Another reason why I believe in group selection is that I have vivid memories of childhood in England. For a child in England, there are two special days in the year, Christmas and Guy Fawkes. Christmas is the festival of love and forgiveness. Guy Fawkes is the festival of hate and punishment. Guy Fawkes was the notorious traitor who tried to blow up the King and Parliament with gunpowder in 1605. He was gruesomely tortured before he was burnt. Children celebrate his demise with big bonfires and fireworks. They look forward to Guy Fawkes more than to Christmas. Christmas is boring but Guy Fawkes is fun. Humans are born with genes that reward us with intense pleasure when we punish traitors. Punishing traitors is the group’s way of enforcing cooperation. We evolved cooperation by evolving a congenital delight in punishing sinners. The Prisoner’s Dilemma did not have much to do with it.
That’s just insane.
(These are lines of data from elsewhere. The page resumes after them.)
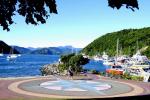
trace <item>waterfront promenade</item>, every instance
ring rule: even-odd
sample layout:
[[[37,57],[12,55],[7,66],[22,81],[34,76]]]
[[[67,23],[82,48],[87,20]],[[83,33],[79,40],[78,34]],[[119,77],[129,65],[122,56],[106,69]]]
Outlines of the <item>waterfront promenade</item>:
[[[58,78],[68,80],[66,76]],[[56,77],[26,77],[26,78],[1,78],[0,79],[0,100],[37,100],[37,99],[112,99],[119,97],[124,99],[127,97],[140,97],[142,95],[150,95],[150,83],[137,82],[133,80],[111,79],[99,75],[88,74],[87,76],[75,76],[74,80],[89,80],[88,82],[103,82],[111,85],[111,89],[103,90],[100,93],[97,91],[64,91],[64,90],[49,90],[39,87],[43,82],[55,81]],[[69,94],[68,94],[69,93]],[[93,93],[93,94],[92,94]]]

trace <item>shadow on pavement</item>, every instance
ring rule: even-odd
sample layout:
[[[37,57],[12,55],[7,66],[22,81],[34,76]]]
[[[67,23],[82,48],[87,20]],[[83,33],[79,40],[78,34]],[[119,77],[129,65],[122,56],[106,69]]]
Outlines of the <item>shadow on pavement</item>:
[[[87,99],[87,100],[149,100],[150,95],[140,95],[140,96],[128,96],[128,97],[114,97],[114,98],[96,98],[96,99]]]

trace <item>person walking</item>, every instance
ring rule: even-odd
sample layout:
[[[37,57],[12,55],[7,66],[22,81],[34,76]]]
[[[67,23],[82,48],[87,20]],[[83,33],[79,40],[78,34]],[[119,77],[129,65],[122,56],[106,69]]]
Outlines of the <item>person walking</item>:
[[[71,69],[71,66],[69,66],[68,73],[69,73],[69,78],[73,79],[73,71]]]

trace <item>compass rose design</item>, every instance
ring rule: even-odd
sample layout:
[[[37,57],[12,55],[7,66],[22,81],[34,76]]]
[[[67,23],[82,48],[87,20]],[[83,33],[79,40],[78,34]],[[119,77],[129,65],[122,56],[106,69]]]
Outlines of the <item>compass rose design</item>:
[[[84,91],[93,91],[101,92],[111,88],[111,85],[96,82],[91,80],[56,80],[56,81],[47,81],[40,84],[41,87],[57,90],[57,91],[73,91],[73,92],[84,92]]]

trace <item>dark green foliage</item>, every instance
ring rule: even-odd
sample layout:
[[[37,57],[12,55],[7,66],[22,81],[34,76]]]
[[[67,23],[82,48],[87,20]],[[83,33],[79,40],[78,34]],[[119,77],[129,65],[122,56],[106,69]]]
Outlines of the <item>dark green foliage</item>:
[[[117,9],[125,5],[132,11],[134,11],[134,8],[139,9],[137,0],[108,0],[108,5]],[[0,25],[3,30],[9,31],[9,26],[14,23],[12,17],[16,12],[25,17],[27,24],[38,25],[39,22],[44,24],[49,17],[45,7],[48,8],[49,13],[57,14],[56,0],[1,0]]]
[[[67,64],[59,64],[59,65],[58,65],[58,70],[59,70],[61,73],[63,73],[65,70],[68,70],[68,68],[69,68],[69,65],[67,65]]]
[[[92,74],[100,74],[97,70],[90,70]]]
[[[81,52],[90,56],[106,52],[110,56],[116,55],[117,39],[122,54],[133,55],[137,47],[143,54],[150,57],[150,28],[124,29],[118,32],[108,33],[94,40]],[[138,46],[137,46],[138,41]],[[146,49],[144,49],[146,47]]]
[[[125,80],[135,80],[135,81],[143,81],[142,76],[130,75],[130,73],[126,72],[123,75],[115,75],[113,73],[100,73],[101,76],[111,77],[115,79],[125,79]]]
[[[8,26],[13,23],[12,16],[16,10],[17,0],[1,0],[0,1],[0,25],[3,30],[9,31]]]
[[[99,72],[101,76],[106,76],[106,72]]]
[[[82,55],[75,55],[72,56],[69,60],[70,65],[75,65],[75,66],[80,66],[80,65],[85,65],[89,62],[89,59],[84,58]]]
[[[134,8],[139,9],[137,0],[108,0],[108,4],[110,7],[117,9],[120,9],[123,5],[132,11],[134,11]]]
[[[46,23],[49,15],[44,7],[45,5],[49,8],[50,13],[57,14],[55,0],[18,0],[18,2],[18,13],[25,17],[27,24]]]
[[[16,5],[19,4],[16,9]],[[49,9],[49,13],[56,13],[55,0],[1,0],[0,1],[0,25],[3,30],[9,31],[9,25],[13,24],[12,17],[17,12],[25,17],[27,24],[37,25],[39,22],[44,24],[49,16],[45,7]]]
[[[72,67],[75,73],[82,70],[81,65],[85,65],[89,62],[89,59],[84,58],[82,55],[75,55],[69,59],[69,65]]]
[[[59,70],[62,72],[68,70],[69,66],[71,69],[77,73],[82,71],[82,65],[85,65],[89,62],[89,59],[84,58],[82,55],[69,54],[61,56],[62,64],[59,65]]]
[[[131,80],[131,75],[129,73],[124,73],[122,76],[121,76],[122,79],[127,79],[127,80]]]
[[[142,76],[134,76],[134,75],[130,75],[129,73],[124,73],[123,75],[121,75],[121,78],[127,80],[143,81]]]
[[[18,52],[15,48],[12,48],[11,46],[0,40],[0,53],[10,54],[10,51],[12,50],[14,54],[20,54],[20,52]]]
[[[63,72],[64,70],[68,70],[69,69],[69,60],[71,59],[71,57],[75,56],[75,54],[68,54],[68,55],[62,55],[60,57],[61,60],[61,64],[58,65],[58,69],[60,72]]]
[[[149,59],[150,59],[150,46],[147,48],[147,50],[145,52],[143,52],[144,55],[148,55]]]
[[[74,53],[69,54],[69,55],[62,55],[62,56],[60,57],[61,62],[64,63],[64,64],[69,63],[70,58],[73,57],[74,55],[75,55]]]

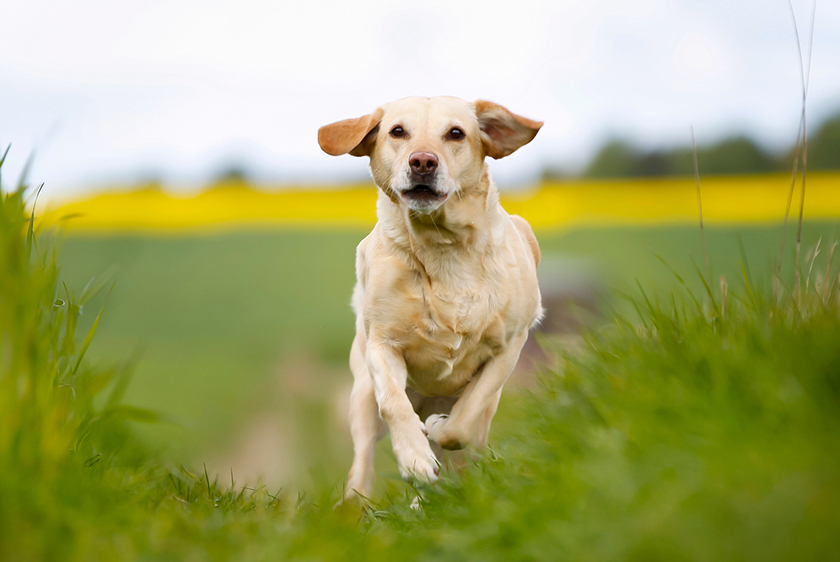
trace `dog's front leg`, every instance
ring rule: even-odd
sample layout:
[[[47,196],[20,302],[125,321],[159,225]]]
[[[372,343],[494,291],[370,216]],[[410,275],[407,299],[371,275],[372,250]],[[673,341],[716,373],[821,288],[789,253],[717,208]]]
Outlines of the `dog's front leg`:
[[[431,415],[426,418],[429,439],[444,449],[463,449],[468,444],[484,446],[490,421],[495,413],[501,390],[513,372],[528,332],[514,338],[508,347],[484,365],[481,373],[473,378],[449,416]]]
[[[367,363],[379,415],[388,424],[400,474],[405,479],[434,482],[439,463],[426,438],[425,425],[405,393],[405,359],[393,346],[372,337],[367,346]]]

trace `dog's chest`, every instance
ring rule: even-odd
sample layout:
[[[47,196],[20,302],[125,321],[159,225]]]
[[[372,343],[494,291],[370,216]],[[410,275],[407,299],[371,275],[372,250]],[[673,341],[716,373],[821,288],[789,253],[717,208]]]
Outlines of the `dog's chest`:
[[[403,356],[409,384],[427,395],[454,395],[505,341],[499,287],[482,280],[425,286]]]

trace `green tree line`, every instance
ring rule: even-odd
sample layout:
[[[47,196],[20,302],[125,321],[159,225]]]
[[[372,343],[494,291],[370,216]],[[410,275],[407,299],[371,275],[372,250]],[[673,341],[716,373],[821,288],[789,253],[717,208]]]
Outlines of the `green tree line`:
[[[697,147],[697,161],[703,175],[753,174],[790,170],[795,147],[773,153],[746,135]],[[825,121],[808,138],[809,170],[840,170],[840,113]],[[586,178],[690,176],[694,156],[690,146],[669,150],[643,150],[633,143],[614,139],[607,142],[583,172]],[[550,171],[547,176],[562,174]]]

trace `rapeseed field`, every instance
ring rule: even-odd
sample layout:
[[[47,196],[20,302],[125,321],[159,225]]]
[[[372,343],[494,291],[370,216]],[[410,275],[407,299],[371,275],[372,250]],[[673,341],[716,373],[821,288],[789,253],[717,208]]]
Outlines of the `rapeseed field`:
[[[784,216],[789,190],[785,174],[703,178],[704,219],[709,224],[776,222]],[[840,216],[840,174],[809,174],[807,192],[809,219]],[[502,205],[541,230],[697,222],[691,178],[543,182],[504,191]],[[295,188],[240,180],[182,195],[155,185],[122,187],[53,205],[41,220],[72,232],[371,227],[376,191],[372,184]]]

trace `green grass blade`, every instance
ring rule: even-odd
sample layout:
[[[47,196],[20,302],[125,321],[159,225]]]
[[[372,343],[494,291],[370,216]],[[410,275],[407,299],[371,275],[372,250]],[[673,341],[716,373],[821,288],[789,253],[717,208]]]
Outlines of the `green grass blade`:
[[[101,275],[91,277],[90,280],[85,285],[82,292],[79,294],[79,297],[76,299],[76,302],[79,306],[83,306],[87,304],[90,299],[95,297],[99,291],[102,290],[102,287],[107,285],[109,282],[112,282],[116,275],[117,268],[111,267],[102,273]]]
[[[138,408],[137,406],[128,406],[125,404],[114,406],[107,412],[103,412],[102,418],[131,420],[141,423],[158,423],[164,419],[163,416],[154,410]]]
[[[680,285],[682,285],[683,288],[685,288],[686,292],[688,293],[688,296],[691,297],[692,301],[694,301],[694,304],[697,307],[697,310],[703,310],[703,307],[700,304],[700,301],[698,301],[697,297],[694,296],[694,291],[691,290],[691,287],[688,286],[688,283],[685,282],[685,280],[680,276],[680,274],[677,273],[677,271],[673,267],[671,267],[671,265],[667,261],[665,261],[665,258],[660,256],[659,254],[653,254],[653,255],[656,257],[656,259],[661,261],[662,264],[665,267],[668,268],[668,270],[674,275],[674,277],[677,278],[677,281],[680,283]]]
[[[636,314],[639,315],[639,320],[642,322],[642,325],[645,327],[645,329],[649,328],[648,323],[645,320],[645,315],[642,314],[642,309],[639,308],[639,303],[637,302],[637,300],[634,299],[633,297],[631,297],[630,295],[628,295],[627,293],[624,293],[622,291],[617,290],[615,292],[615,294],[618,295],[619,298],[621,298],[621,299],[629,302],[631,305],[633,305],[633,308],[636,309]]]
[[[642,287],[642,283],[638,279],[636,279],[636,286],[639,287],[639,292],[642,293],[642,298],[645,299],[645,304],[648,307],[648,311],[650,312],[650,316],[651,316],[651,318],[653,318],[656,315],[657,310],[653,307],[653,303],[648,298],[644,287]]]
[[[116,283],[114,283],[116,285]],[[108,296],[105,297],[105,302],[102,303],[102,309],[99,311],[99,314],[96,315],[96,320],[93,321],[93,326],[90,327],[88,330],[87,335],[85,336],[85,341],[82,343],[82,348],[79,350],[79,356],[76,358],[76,364],[73,366],[73,373],[75,374],[79,370],[79,365],[82,363],[82,359],[87,353],[88,347],[90,347],[90,342],[93,341],[93,336],[96,334],[96,328],[99,327],[99,321],[102,319],[102,313],[105,312],[105,305],[108,304],[108,297],[111,296],[111,292],[114,290],[114,285],[111,285],[111,290],[108,291]]]
[[[108,394],[108,398],[105,401],[106,408],[115,407],[122,401],[126,390],[128,390],[128,385],[131,382],[134,369],[140,362],[140,356],[142,354],[143,350],[135,351],[128,361],[123,364],[122,368],[115,374],[114,386],[111,388],[111,392]]]
[[[750,271],[749,267],[744,263],[743,259],[738,260],[738,264],[741,266],[741,276],[744,279],[744,287],[747,289],[747,296],[749,297],[749,304],[751,308],[755,310],[757,303],[755,299],[755,292],[753,291],[752,282],[750,282]]]
[[[6,156],[8,156],[8,155],[9,155],[9,150],[10,150],[11,148],[12,148],[12,145],[11,145],[11,144],[7,145],[7,146],[6,146],[6,150],[3,152],[3,156],[2,156],[2,157],[0,157],[0,171],[2,171],[2,170],[3,170],[3,162],[5,162],[5,161],[6,161]],[[0,181],[0,188],[2,188],[2,186],[3,186],[3,182],[2,182],[2,181]]]
[[[36,251],[38,250],[35,244],[35,207],[38,206],[38,196],[41,195],[42,189],[44,189],[44,184],[41,184],[35,193],[35,202],[32,203],[32,214],[29,216],[29,228],[26,230],[26,253],[28,255],[32,255],[33,247]]]
[[[709,287],[708,281],[706,281],[706,276],[703,275],[703,272],[700,270],[700,266],[697,265],[697,262],[694,260],[694,257],[691,258],[691,263],[694,265],[694,270],[697,272],[697,277],[700,278],[700,281],[703,282],[703,288],[706,289],[706,294],[712,301],[712,306],[714,306],[715,310],[717,310],[717,302],[715,301],[715,295],[712,292],[712,288]]]

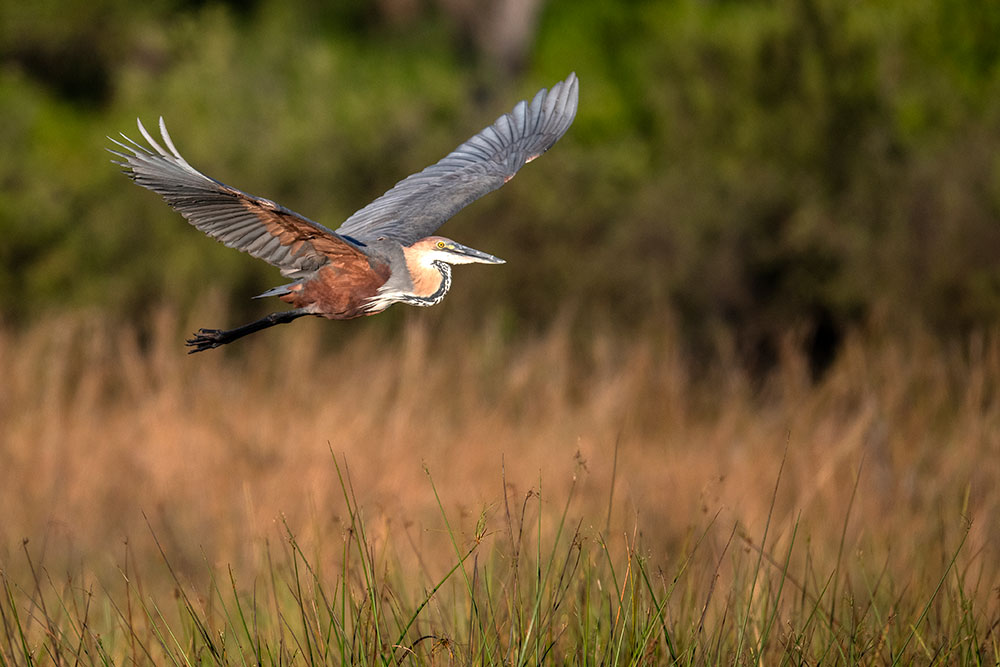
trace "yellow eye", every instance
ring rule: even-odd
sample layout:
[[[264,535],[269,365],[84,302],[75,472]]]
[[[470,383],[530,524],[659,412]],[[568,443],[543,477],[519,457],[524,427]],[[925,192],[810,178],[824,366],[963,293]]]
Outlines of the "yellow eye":
[[[440,250],[444,250],[444,241],[438,241],[438,242],[437,242],[437,247],[438,247],[438,248],[439,248]]]

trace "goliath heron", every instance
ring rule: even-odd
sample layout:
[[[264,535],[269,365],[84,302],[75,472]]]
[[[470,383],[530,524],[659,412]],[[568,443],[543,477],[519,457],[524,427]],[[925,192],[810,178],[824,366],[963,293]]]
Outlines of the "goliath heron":
[[[432,234],[548,150],[573,122],[577,97],[575,74],[551,90],[543,88],[437,164],[404,178],[336,231],[201,173],[177,152],[162,118],[166,150],[139,121],[149,145],[122,134],[122,141],[111,141],[125,152],[111,152],[128,176],[161,195],[192,225],[277,266],[293,281],[259,296],[276,296],[294,308],[235,329],[199,329],[187,341],[190,354],[303,315],[346,320],[380,313],[396,302],[433,306],[451,287],[452,264],[503,264]]]

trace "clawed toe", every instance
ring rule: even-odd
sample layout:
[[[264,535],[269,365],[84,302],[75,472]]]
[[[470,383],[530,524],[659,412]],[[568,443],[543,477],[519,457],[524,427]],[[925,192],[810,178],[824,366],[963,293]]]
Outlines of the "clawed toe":
[[[229,341],[225,339],[224,333],[221,329],[198,329],[193,338],[187,339],[186,345],[194,348],[188,350],[188,354],[204,352],[225,345]]]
Yes, of course we want “traitors” punished—not just political ones but those who betray us, our family, and our social norms. And I think some of that feeling—if not most of it—comes from evolution. But how does that implicate group rather than individual selection? After all, research shows that people are much more likely to want retribution against “traitors” who harm them or their families rather than those who harm society at large. That result is consonant with the evolution of retribution by individual selection (I count kin selection here), but not with group selection. Who would you feel more animus toward: someone who robs you or your children, or someone who robs an anonymous person in Peoria? The former, of course! If that feeling of “treason” evolved by group selection, there should be no difference in how you feel.
And pray tell us, Dr. Dyson, how can group selection rather than the “fashionable dogma” of individual selection explain things like mimicry, the blowholes of whales, or the fleetness of cheetahs. Did some populations of proto-whales go extinct because their blowholes weren’t high enough on their foreheads, so they all drowned?
I don’t like imputing this kind of mush-brained thinking to age: after all, plenty of old people are still sharp as a tack, and the Argument from Age is an ad hominem. Rather, I think Dyson has simply overreached himself here, in the same way he overreaches when he pronounces on God. At any rate, he needs a good chat with Richard Dawkins.